Permissive Semaphore
Signal approaching
Mt Barker Junction
from Mt Barker

The lower arm, permanently set at 45degs conveys the "caution medium speed" indication and warns that the line terminates at a dead-end on the platform road.

Train Authority Signal
(previously Train Order)
at Strathalbyn and
Mt Barker Stations

Two arms are mounted back-to-back.

A closed station has both arms vertical and the yellow disk displayed. Both arms horizontal indicate the train should stop for an authority (red light). The facing arm at 45degs indicates that the train should slow to collect an authority (yellow), a vertical arm acknowledges that the train has a "through" authority (green light).

Semaphore Signal
at Victor Harbor

The lower quadrant signal is located just prior to the facing switches at Victor Harbor and is used to control entry to the yard when the station is attended. The signal is normally lowered when the station is first opened so that trains can enter the yard on the main line without stopping.

If a train is to be admitted to other lines the signal remains at STOP and the train is admitted by the SM by handsignal.
Colour "Searchlight"
signal protecting road
crossings at

The signal faces northbound trains departing Strathalbyn
Normally red, it clears to caution (yellow) when the level crossing warning lights for the High Street crossing have been flashing for 20 seconds.

The High Street crossing lights are set in action from push buttons on the platform and in the yard and do not activate automatically so that yard shunting can occur without disrupting road traffic.

Level Crossing Protection

The following photos show the devices used to protect the 76 individual road or farmers access crossings between Mt Barker Junction and Victor Harbor. Twelve crossings are protected by flashing lights, one by a unique "wig wag" warning device using a mechanical arm swinging backwards and forwards and 57 by STOP or triangular GIVE WAY signs

Flashing Lights
and Gongs

Activated either by approaching trains completing track circuits or, at Strathalbyn, by manual push buttons

Historic WigWag
Warning Device

Located at Cameron Road, between Mt Barker Station and the Freeway Tunnel
Unique in South Australia

STOP and

Standard highway signs protecting 20 main and 37 minor road crossings with STOP and triangular GIVE WAY signs respectively

Located on main roads where a minor road diverges to cross a parallel track

Track Switches

Four different types of traditional track switches are employed along the railway. These range from simple lever points and cheese knobs within depots to indicator switch stands and bolt locked indicator stands on main lines. Locos are permitted to travel over each type at different maximum speeds.

Lever Switches

Used in depots and goods sidings. May be spring loaded, allowing trailing movements to reset the switch
Spring loaded switches are found, for example, on triangle roads at Goolwa Depot
Cheese Knobs

Used in depots and goods sidings. The heavy cheese shaped weight flips over when the switch is operated and holds it firmly in position. May be padlocked to protect movements on running lines

Indicator Switchstands

Used at facing points on the main line. The green arrow indicates the switch is set for the main line, a red disk that it is set for a crossing loop. Usually padlocked

Switchstands in yards usually have the indicators mounted closer to rail level.
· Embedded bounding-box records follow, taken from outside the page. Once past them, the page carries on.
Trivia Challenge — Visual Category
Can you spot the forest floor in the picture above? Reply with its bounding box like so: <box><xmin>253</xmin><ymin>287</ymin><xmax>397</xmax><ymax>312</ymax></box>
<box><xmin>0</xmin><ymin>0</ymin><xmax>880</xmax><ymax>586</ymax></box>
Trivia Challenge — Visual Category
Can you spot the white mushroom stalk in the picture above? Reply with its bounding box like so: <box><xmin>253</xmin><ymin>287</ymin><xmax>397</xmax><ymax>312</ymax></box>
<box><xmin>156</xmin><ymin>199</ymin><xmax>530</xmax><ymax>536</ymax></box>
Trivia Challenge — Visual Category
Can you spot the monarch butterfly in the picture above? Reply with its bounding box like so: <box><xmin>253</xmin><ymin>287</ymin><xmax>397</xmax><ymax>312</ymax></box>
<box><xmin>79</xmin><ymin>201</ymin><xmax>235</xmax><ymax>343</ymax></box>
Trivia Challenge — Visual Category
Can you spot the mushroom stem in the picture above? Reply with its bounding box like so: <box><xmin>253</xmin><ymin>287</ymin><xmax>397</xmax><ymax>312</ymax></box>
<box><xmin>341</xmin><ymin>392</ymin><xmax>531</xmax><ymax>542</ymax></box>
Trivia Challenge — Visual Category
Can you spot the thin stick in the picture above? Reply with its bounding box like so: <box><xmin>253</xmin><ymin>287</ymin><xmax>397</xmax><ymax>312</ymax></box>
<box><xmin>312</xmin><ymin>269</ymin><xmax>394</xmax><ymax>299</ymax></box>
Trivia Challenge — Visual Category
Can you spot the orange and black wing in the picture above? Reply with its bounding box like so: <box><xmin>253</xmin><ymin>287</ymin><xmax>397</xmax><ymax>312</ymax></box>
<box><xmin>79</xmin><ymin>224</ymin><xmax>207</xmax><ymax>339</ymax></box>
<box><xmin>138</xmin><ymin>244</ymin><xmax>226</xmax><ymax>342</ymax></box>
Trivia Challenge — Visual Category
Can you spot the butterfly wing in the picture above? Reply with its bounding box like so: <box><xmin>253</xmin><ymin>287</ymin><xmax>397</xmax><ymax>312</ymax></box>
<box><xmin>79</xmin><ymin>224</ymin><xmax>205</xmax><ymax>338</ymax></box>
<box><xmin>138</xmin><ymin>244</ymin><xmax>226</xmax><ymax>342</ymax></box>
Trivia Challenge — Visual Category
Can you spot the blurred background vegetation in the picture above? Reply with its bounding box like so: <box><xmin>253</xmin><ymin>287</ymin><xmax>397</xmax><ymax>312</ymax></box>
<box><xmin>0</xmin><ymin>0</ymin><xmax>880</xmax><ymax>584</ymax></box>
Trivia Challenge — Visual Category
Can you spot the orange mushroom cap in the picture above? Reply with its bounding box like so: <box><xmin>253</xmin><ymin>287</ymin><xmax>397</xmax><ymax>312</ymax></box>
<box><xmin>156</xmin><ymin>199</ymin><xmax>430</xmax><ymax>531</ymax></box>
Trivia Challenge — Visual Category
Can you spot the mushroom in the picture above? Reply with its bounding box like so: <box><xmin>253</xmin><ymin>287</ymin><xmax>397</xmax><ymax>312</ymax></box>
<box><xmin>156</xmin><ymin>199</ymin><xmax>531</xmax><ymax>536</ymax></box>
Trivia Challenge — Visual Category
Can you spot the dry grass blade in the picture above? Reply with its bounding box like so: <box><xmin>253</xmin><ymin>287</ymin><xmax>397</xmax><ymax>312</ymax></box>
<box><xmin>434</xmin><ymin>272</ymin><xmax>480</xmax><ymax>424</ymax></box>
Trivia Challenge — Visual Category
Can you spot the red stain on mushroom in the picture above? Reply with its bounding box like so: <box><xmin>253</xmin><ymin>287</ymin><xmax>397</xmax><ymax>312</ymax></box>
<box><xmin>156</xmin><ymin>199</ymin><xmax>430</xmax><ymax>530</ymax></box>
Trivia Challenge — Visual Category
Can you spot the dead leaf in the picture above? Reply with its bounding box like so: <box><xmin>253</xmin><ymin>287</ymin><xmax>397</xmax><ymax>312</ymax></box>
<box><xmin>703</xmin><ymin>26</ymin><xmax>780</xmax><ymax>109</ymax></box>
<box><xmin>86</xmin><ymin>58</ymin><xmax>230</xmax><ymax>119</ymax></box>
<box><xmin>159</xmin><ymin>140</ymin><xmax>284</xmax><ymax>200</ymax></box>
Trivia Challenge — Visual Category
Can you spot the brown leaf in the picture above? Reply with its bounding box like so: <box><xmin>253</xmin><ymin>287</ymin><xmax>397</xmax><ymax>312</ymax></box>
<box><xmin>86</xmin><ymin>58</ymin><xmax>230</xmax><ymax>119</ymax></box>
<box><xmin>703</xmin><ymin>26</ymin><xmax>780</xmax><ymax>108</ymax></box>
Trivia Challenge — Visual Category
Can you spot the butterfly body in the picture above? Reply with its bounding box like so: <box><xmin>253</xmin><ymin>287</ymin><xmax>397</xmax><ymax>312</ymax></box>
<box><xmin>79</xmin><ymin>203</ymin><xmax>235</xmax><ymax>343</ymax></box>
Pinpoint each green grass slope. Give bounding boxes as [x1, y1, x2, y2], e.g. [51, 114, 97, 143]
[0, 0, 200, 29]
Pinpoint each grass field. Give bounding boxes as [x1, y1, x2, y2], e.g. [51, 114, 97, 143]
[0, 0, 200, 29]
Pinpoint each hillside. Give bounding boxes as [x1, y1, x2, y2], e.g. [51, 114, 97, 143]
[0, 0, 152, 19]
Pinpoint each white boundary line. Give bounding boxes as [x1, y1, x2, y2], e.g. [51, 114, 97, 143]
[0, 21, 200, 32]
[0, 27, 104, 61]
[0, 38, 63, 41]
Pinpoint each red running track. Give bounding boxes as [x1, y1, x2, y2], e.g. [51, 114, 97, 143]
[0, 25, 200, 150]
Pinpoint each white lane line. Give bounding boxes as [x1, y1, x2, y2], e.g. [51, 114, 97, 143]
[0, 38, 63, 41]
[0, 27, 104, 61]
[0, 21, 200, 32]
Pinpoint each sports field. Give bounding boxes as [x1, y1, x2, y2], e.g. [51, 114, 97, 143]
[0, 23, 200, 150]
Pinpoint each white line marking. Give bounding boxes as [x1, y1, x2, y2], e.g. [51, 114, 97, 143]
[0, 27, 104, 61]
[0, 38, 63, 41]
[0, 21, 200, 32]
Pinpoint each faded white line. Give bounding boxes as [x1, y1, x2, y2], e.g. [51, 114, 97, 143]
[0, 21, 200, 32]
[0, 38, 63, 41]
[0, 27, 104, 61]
Place your mouse over the photo above to see an example of a low level switch controlling a goods siding (indicated by a yellow disk).
Bolt Locked
Indicator Switchstand

Used at main line facing switches to the yard and triangle at Goolwa Depot to allow through trains to travel at track speed.

The points are operated by the left hand switchstand and if correctly set are locked by the right hand indicator.

Place your mouse over the photo above to see how the green pin operated by the right hand indicator locks the switch by passing through a slot in the red plate connected to the switch blades.